Penyakit Hati: Akar dari Kebutuhan Merendahkan Orang Lain

Tindakan merendahkan orang lain, mencemooh, atau menyebarkan aibnya adalah manifestasi dari penyakit hati, yang akarnya adalah hasad (dengki). Hasad adalah perasaan tidak suka melihat kenikmatan yang Allah berikan kepada orang lain, dan berkeinginan agar kenikmatan itu hilang. Penyakit ini sangat berbahaya, bahkan Rasulullah ﷺ pernah bersabda:

"Jauhilah oleh kalian hasad (dengki), karena hasad itu akan memakan kebaikan sebagaimana api memakan kayu bakar." (HR. Abu Daud)

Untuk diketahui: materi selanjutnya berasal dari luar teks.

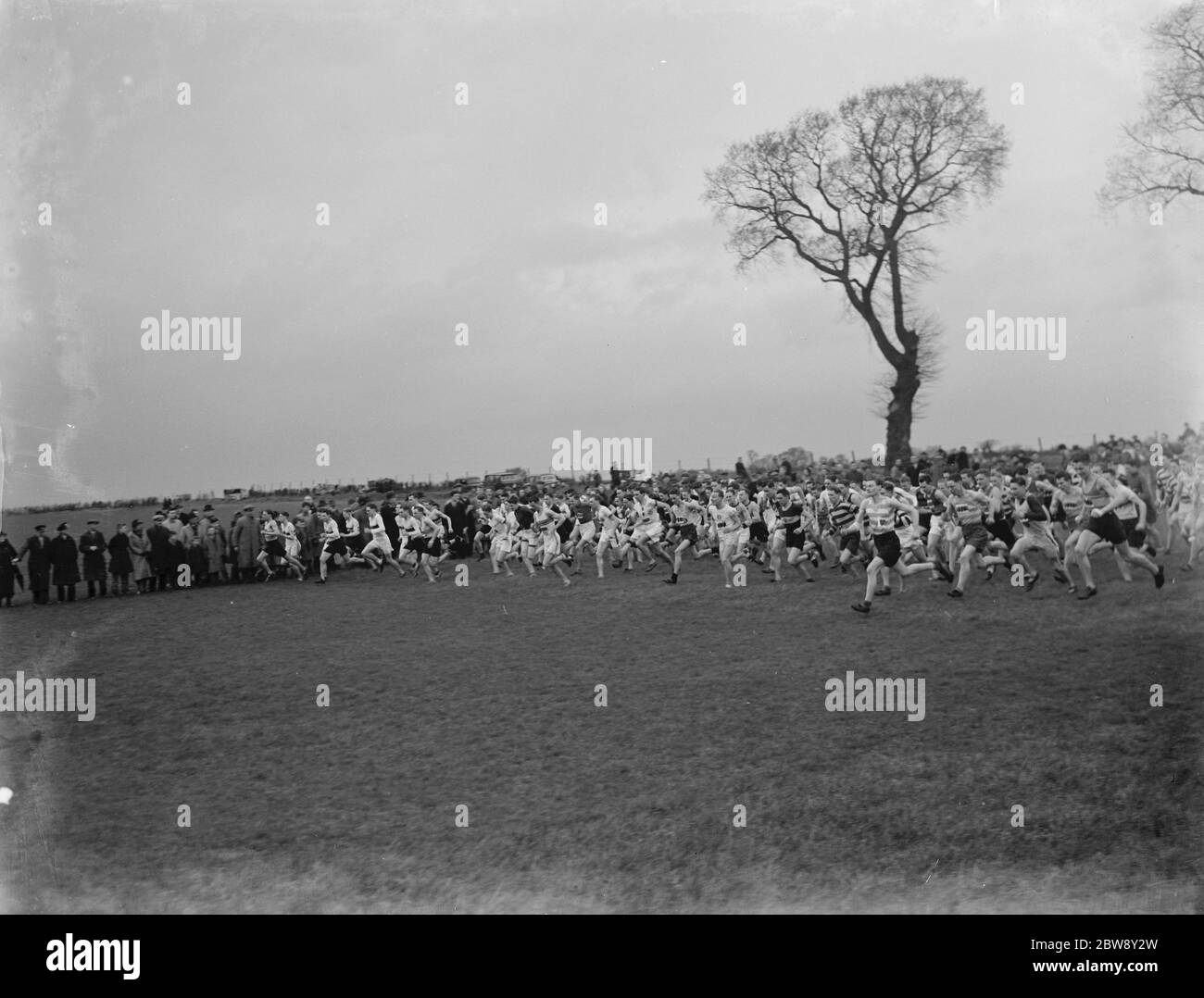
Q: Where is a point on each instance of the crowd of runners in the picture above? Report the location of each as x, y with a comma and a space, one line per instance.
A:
950, 526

Hadis ini menggambarkan betapa hasad tidak hanya merusak hubungan antarmanusia, tetapi juga menghanguskan pahala amal ibadah kita. Seseorang yang dengki akan sibuk memikirkan orang lain, mencari-cari kekurangannya, dan merendahkannya, sehingga ia lupa untuk memperbaiki diri sendiri.

Allah Swt. juga mengingatkan kita dalam firman-Nya:

"Wahai orang-orang yang beriman, janganlah suatu kaum mengolok-olok kaum yang lain (karena boleh jadi) mereka (yang diolok-olok) lebih baik dari mereka (yang mengolok-olok). Dan jangan pula wanita-wanita (mengolok-olok) wanita-wanita lain (karena boleh jadi) wanita-wanita (yang diperolok-olokkan) lebih baik dari wanita (yang mengolok-olok)." (QS. Al-Hujurat: 11)

Ayat ini dengan tegas melarang kita merendahkan atau meremehkan orang lain. Mengapa? Karena hanya Allah yang Maha Mengetahui kedudukan seseorang. Bisa jadi, orang yang kita remehkan memiliki derajat yang lebih mulia di sisi Allah karena ketakwaan, keikhlasan, atau amalan rahasianya.

 

Membangun Ketinggian Diri dengan Bimbingan Syariat

Lalu, bagaimana cara meraih ketinggian dan kehormatan diri yang sejati? Islam mengajarkan bahwa kehormatan itu datang dari Allah, bukan dari pengakuan manusia yang sementara. Berikut adalah beberapa prinsip yang bisa kita pegang:

  1. Fokus pada Takwa, Bukan pada Kedudukan Manusia Ketinggian sejati diukur dari ketakwaan, bukan popularitas atau jabatan. Allah Swt. berfirman:

"Sesungguhnya orang yang paling mulia di antara kamu di sisi Allah ialah orang yang paling takwa." (QS. Al-Hujurat: 13)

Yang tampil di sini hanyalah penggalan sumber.